CLEAR Colchicine
(2025)Objective
To assess whether colchicine reduces cardiovascular events when initiated after acute myocardial infarction (MI).
Study Summary
Intervention
International, multicenter, 2x2 factorial randomized controlled trial. Patients with STEMI or large NSTEMI underwent PCI and were randomized to colchicine 0.5 mg daily vs placebo. Adjustments made mid-study to use once-daily dosing. Trial also included spironolactone randomization (reported separately).
Inclusion Criteria
Patients with STEMI or large NSTEMI undergoing PCI and meeting at least one risk factor: LVEF ≤45%, diabetes, multivessel CAD, prior MI, or age >60.
Study Design
Arms: Colchicine vs Placebo
Patients per Arm: Colchicine: 3528; Placebo: 3534
Outcome
• CRP at 3 months: Mean difference -1.28 mg/L favoring colchicine (P<0.001)
• Diarrhea more frequent in colchicine group (10.2% vs 6.6%, P<0.001)

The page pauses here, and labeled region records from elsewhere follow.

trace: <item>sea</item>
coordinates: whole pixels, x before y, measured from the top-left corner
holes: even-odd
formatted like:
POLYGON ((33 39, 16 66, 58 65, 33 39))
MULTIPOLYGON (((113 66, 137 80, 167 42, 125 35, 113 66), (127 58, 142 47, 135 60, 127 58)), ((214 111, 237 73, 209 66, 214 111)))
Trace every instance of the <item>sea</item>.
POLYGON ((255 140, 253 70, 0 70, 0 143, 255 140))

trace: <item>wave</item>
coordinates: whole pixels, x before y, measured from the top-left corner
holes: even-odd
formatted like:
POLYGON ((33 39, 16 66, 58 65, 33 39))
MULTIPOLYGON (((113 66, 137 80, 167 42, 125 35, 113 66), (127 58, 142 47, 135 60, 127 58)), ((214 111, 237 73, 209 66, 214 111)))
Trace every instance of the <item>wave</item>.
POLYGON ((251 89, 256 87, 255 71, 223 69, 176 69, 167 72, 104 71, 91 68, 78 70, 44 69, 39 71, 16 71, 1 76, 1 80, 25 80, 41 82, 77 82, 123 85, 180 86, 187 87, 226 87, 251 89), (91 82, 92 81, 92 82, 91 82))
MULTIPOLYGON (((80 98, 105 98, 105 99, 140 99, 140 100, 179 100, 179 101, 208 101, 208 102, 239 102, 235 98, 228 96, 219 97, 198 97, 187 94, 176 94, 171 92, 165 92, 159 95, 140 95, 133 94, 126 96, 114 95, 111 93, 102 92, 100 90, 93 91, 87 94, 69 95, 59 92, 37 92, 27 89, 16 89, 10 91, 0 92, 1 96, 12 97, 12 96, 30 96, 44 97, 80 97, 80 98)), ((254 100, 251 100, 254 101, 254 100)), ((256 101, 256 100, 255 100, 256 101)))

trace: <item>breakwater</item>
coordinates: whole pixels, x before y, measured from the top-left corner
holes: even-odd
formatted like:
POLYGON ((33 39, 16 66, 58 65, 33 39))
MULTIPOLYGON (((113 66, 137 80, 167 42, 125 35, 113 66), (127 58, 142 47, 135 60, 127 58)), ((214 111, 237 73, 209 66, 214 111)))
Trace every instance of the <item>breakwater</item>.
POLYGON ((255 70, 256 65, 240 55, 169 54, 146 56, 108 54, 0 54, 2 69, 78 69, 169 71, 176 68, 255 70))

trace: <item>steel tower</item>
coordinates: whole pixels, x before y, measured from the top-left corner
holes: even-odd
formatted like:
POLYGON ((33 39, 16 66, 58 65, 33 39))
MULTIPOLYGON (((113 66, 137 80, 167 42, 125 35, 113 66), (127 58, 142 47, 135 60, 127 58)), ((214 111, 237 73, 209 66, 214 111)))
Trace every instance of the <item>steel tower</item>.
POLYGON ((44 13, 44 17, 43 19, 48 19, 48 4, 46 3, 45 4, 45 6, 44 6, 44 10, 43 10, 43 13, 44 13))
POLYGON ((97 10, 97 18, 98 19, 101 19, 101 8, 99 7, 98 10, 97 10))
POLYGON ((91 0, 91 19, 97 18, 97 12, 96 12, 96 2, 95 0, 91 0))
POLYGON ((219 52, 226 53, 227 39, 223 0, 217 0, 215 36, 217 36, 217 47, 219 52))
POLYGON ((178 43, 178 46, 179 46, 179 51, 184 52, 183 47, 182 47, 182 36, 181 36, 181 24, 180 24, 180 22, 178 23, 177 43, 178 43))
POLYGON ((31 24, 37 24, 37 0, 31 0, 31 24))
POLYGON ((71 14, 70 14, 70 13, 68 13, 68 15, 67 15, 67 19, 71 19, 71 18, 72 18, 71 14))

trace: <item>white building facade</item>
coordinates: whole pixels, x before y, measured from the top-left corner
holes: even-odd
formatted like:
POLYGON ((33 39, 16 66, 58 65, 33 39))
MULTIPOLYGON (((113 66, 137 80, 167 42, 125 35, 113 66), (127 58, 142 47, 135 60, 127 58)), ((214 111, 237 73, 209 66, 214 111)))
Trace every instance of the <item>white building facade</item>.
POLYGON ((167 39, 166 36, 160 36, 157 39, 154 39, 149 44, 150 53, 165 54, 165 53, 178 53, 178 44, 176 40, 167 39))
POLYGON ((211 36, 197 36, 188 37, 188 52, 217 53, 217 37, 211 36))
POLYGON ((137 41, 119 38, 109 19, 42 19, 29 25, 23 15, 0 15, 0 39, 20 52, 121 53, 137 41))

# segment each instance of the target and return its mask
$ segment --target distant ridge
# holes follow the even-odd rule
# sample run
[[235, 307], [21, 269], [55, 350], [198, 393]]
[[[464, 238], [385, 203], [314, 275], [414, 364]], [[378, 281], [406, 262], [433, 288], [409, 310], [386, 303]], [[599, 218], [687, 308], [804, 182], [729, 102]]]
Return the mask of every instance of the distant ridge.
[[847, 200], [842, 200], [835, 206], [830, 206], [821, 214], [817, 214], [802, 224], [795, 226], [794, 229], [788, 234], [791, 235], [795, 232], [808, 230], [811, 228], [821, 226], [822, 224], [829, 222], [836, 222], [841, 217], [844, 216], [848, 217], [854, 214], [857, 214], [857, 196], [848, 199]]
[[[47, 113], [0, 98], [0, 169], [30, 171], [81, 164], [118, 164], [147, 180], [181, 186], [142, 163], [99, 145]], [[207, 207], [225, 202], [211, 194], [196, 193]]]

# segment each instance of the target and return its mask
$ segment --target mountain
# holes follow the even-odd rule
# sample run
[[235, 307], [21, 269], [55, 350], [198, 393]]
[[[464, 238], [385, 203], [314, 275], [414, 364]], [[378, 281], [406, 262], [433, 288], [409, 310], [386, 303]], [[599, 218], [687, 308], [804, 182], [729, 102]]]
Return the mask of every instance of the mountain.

• No significant differences in serious infections or total events.
Bottom Line
Colchicine did not reduce cardiovascular events over 3 years but lowered C-reactive protein and increased diarrhea.
Major Points
- Large randomized trial with 7,062 patients post-MI using a 2×2 factorial design (colchicine vs placebo × spironolactone vs placebo) across 104 centers in 14 countries.
- No difference in primary composite outcome of CV death, MI, stroke, or ischemia-driven revascularization (HR 0.99, 95% CI 0.85–1.16, P=0.93) — a definitively negative trial.
- C-reactive protein reduced by −1.28 mg/L at 3 months, confirming anti-inflammatory effect — but this biomarker reduction did not translate to clinical benefit.
- Contradicts COLCOT (2019, post-MI colchicine positive) and LoDoCo2 (2020, chronic CAD positive), raising questions about whether anti-inflammatory benefit is timing-dependent, dose-dependent, or population-specific.
- Dosing protocol changed mid-trial from weight-based twice-daily to once-daily 0.5 mg, potentially diluting any early high-intensity anti-inflammatory window.
- Increased diarrhea with colchicine (10.2% vs 6.6%, P<0.001) but no excess in serious infections, serious GI events, or serious adverse events overall.
- Unexpected signal for reduced non-cardiovascular death (HR 0.68, P<0.05), though not prespecified and likely a chance finding given multiple comparisons.
- High discontinuation rate (26%) may have attenuated any true treatment effect — on-treatment sensitivity analysis similarly showed no benefit.
- The 2×2 factorial design with spironolactone allowed independent assessment; no significant interaction between the two interventions detected.
- Predominantly STEMI population (95.3%) — limits generalizability to NSTEMI or unstable angina and may explain divergence from COLCOT (which included both).
Study Design
- Study Type
- Randomized, double-blind, placebo-controlled, 2x2 factorial
- Randomization
- Yes
- Blinding
- Double-blind
- Sample Size
- 7062
- Follow-up
- Median 3.0 years
- Centers
- 104
- Countries
- 14 countries
Primary Outcome
Definition: Death from cardiovascular causes, MI, stroke, or ischemia-driven revascularization
| Control | Intervention | HR/OR | P-value |
|---|---|---|---|
| 9.3% | 9.1% | 0.99 (0.85–1.16) | 0.93 |
Limitations & Criticisms
- Underrepresentation of women (20.5%) and racial/ethnic minorities — limits generalizability to diverse populations.
- Higher-than-expected discontinuation rate (26%) may have attenuated any true treatment effect below detectable thresholds.
- Mid-trial protocol change from weight-based twice-daily to once-daily 0.5 mg dosing complicates dose-response interpretation and may have diluted the early anti-inflammatory window.
- Contradicts COLCOT and LoDoCo2 without a clear mechanistic explanation — raises fundamental questions about the reproducibility of colchicine's cardiovascular benefit.
- Predominantly STEMI population (95.3%) — results may not apply to NSTEMI or unstable angina, limiting the trial's scope for broader secondary prevention.
- The 2×2 factorial design with spironolactone introduces interpretive complexity despite no detected interaction between the two treatments.
- CRP reduction confirmed pharmacologic activity but failure to improve outcomes challenges the inflammation hypothesis as a therapeutic target in acute MI.
- No assessment of gout incidence during follow-up, missing an opportunity to evaluate a common colchicine co-benefit.
- COVID-19 pandemic overlap during enrollment (2018–2022) may have affected event rates, follow-up completeness, and healthcare access patterns.
Citation
Jolly SS, et al. N Engl J Med 2025;392:633–642.